Related Story: Mortgages dip below 3pc for the first time as lenders slash fixed rates ahead of RBA cut Related Story: Reserve Bank poised to cut interest rates in June

In the compartmentalised world of information constructed by former US defence secretary Donald Rumsfeld, this is a week for “known knowns” rather than the more common “known unknowns” in the Australian economy.

It is also an important week with most eagerly anticipated Reserve Bank board meeting (Tuesday) since the last one and the release of latest measure of economic growth in the first quarter (Q1) National Accounts (Wednesday).

The market has pencilled in a 0.25 percentage point cut from the RBA as a “known known”.

It has been sitting at a 100 per cent certainty for pretty well the past fortnight, although lessons on assumed known knowns can drawn from a betting agency paying out on a Labor win ahead of the result last month.
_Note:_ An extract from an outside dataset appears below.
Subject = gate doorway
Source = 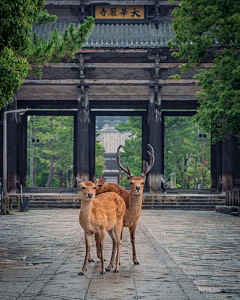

Roman statesman, general and philosopher Pliny the Elder would probably chip in with “The only certainty, is nothing is certain” — a quote that sadly doesn’t cut in these days demanding absolute, black and white certainty and opinion.

External Link: RBA rate indicator

The “unknown unknown” is what happens next? Is it a one-and-done cut? Unlikely.

Two cuts before the end of the year is the market favourite.

Four cuts into next year, taking the official cash rate to 0.5 per cent, is gaining traction in the market, but still an outlier.

The big French investment bank Societe Generale split the difference and had a punt on three cuts; two in pretty quick succession for domestic issues and third deep into next year on a gloomy global worldview.